Dance Collide is an emerging duo based in Berkshire, dedicated to storytelling through fused contemporary contact vocabulary. Co-founders Reuben Spencer and Lauren Williams created Yellow Rose with support from Pavilion Dance South West and Pett Clausen-Knight Dance. In February, they premiered the work at Resolution Festival of New Choreography at The Place in London.
A Poet Lost at Sea
F.D.E Cater
“When are you going to finish that book? You call yourself a writer but where is your finished work? Maybe you too are lost in the purgatory state of procrastination.” Well, that is exactly how Tom feels; when he faces his darkest drought of writer’s block yet.
Follow a collection of poetry that, through a lyrical narrative arc, traces the echoes of forgotten ideas, the dreaded ache of unfinished work, and the quiet longing to be understood.
More than a meditation on artistry, this is a journey through the creative soul; messy, raw and unfinished.
Settle the Score
Michelle Sakyi
A woman recounts the event that led her to castrate her husband.
Inspired by the Lorena Bobbitt case, Settle the Score follows a Black woman who refuses to endure the abusive marriage she’s trapped in and takes matters into her own hands.

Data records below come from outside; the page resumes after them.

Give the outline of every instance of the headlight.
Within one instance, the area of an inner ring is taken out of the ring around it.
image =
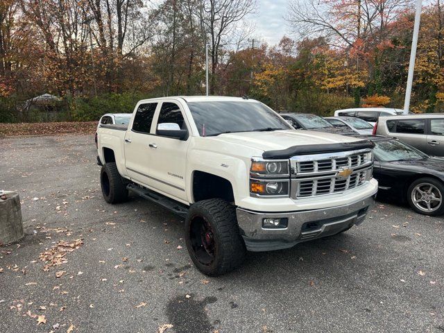
[[[253,176],[289,176],[289,161],[264,161],[260,157],[253,157],[251,159],[250,173]]]
[[[250,192],[257,196],[288,196],[289,180],[250,180]]]
[[[253,157],[250,167],[252,196],[288,197],[290,192],[289,161]]]

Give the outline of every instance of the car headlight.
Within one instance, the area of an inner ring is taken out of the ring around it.
[[[288,197],[290,191],[289,161],[253,157],[250,167],[252,196]]]
[[[289,160],[266,161],[260,157],[251,159],[251,176],[289,176]]]

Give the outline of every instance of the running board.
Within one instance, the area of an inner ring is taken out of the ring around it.
[[[167,210],[173,212],[174,214],[185,218],[188,214],[188,207],[185,205],[178,203],[177,201],[170,199],[162,194],[158,194],[154,191],[151,191],[145,187],[136,185],[135,184],[129,184],[126,188],[133,191],[136,194],[148,199],[153,203],[164,207]]]

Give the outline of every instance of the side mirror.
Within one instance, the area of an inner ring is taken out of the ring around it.
[[[162,123],[157,125],[157,135],[162,137],[173,137],[180,140],[185,140],[188,137],[188,131],[181,130],[176,123]]]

This piece focuses on Black female rage and aims to examine how race influences whose pain is believed, whose actions are justified, and whose survival is criminalised.
Hot Girls Have Trauma
Helena Yasmin
Hot Girls Have Trauma is a new musical written and performed by Helena Yasmin. Featuring original pop-R&B music and theatrical storytelling, the piece explores the messy, funny and deeply human process of healing after toxic relationships and personal upheaval. Through song, Helena shares an intimate glimpse into the inner world of a woman learning to reclaim her voice, identity and power.
This scratch performance offers an early look into the development of the show’s music and storytelling.